Lately, I've been rereading "Prodigal Summer." Love that book. I re-read it now very slowly, trying to savor each chapter. In the book, one of the characters losses her husband right off the bat. In the past week since I began reading the book, I have welcomed Keith with an added touch of gratitude.

Deployment has left a lasting sensation of hunger for my soldier that hasn't quite gone away, despite the petty annoyances of every day living and the adventure that is a marriage.

We curled up together on the couch late this morning, after the guests had departed and after we had put the house back in order, and drowsed off. It was sunny and peaceful and the girls were both quiet; probably worn out as well. I could hear Keith's heart thumping away steadily under his worn work shirt.

Those are the moments.

December 7th

I think I must have gotten the date wrong a couple days back.

On cable TV, I have found the "Holiday Pops" channel. Now it feels like Christmas.

Early this morning, I was woken up by this huge soldier bending over to kiss me before heading off to work. Yum.

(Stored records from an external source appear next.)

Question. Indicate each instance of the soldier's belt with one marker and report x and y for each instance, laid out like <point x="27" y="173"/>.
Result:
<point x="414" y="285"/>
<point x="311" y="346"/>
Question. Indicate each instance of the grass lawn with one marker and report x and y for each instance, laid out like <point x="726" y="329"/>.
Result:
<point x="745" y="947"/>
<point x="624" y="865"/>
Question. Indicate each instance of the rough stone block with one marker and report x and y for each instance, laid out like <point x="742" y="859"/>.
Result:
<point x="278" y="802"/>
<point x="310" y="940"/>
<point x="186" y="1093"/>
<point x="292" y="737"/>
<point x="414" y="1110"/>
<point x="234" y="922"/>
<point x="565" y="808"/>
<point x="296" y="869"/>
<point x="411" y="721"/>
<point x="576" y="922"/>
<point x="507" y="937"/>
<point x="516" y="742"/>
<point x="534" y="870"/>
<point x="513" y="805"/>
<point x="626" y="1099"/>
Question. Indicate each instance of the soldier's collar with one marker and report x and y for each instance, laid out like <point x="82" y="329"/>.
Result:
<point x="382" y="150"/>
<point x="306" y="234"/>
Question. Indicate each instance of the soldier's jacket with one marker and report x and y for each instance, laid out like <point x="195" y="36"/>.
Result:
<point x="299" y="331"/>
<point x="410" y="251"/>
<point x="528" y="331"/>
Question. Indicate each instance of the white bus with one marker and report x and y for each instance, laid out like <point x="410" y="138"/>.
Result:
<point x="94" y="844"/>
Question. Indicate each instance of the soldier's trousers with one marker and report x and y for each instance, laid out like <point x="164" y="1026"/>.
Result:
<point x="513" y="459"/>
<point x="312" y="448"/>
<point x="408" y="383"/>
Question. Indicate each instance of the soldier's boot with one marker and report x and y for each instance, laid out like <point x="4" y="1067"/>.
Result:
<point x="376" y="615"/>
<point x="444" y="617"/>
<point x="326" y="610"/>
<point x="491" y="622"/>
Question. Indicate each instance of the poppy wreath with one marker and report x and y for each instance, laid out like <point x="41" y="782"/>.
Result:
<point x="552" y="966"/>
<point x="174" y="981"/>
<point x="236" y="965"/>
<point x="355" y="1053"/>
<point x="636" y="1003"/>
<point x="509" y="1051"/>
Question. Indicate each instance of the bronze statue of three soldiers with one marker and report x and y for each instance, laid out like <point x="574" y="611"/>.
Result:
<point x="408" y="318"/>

Later on, I woke up to a dusting of snow. I must still be adjusting to the slight time change between here and Colorado and/or just generally worn down because I can't get out of bed any earlier than nine.

Now that normal life has commenced, that will change.

Yesterday Keith and I went out to look for a professional folder that he could carry all this papers in as he goes around signing into his new post. This took us into the small, local grocery store for the first time.

Oh my goodness, how it took me back to my childhood in New England. It was something about the narrow, towering isles of food, the variety, the small town look of the shoppers who popped out unexpectedly from corners and behind food displays.

We didn't find it there, though they did have a small selection of school supplies which included those mottled black and white notebooks of yore. I wrote a journal in one of those, long long ago and some fairy tales.

We went one store down and into what we figured must be a hardware store, though we weren't sure. It was sheer enchantment, is what it was. My goodness. Everything, I mean, everything, was in the that store.

Snow shovels, fabric swatches, mops, buckets, Christmas toys, Chicklets, holiday patterned pencils with green and red erasers. There were Chocolate candies and dolls for dress making, kitchen mats and dog houses. There was a whole isle devoted to the American flag, the entire back wall was lined with various cleaning implements, solid tools made of wood.

Officially, I will now eschew Walmart. (Isn't that a marvelous word, eschew? Sounding so like a sneeze.) I am supporting my local economy and America in general. I've been on the fence about this for a while, since despite my interest in politics, I have always been a little dubious about cases in general and cloudy on the effect of Walmart on America in general.

I'm still not entirely sure, to be honest. All I know is, that little General Store now gets all my patronage. Everything in it makes me feel nostalgic.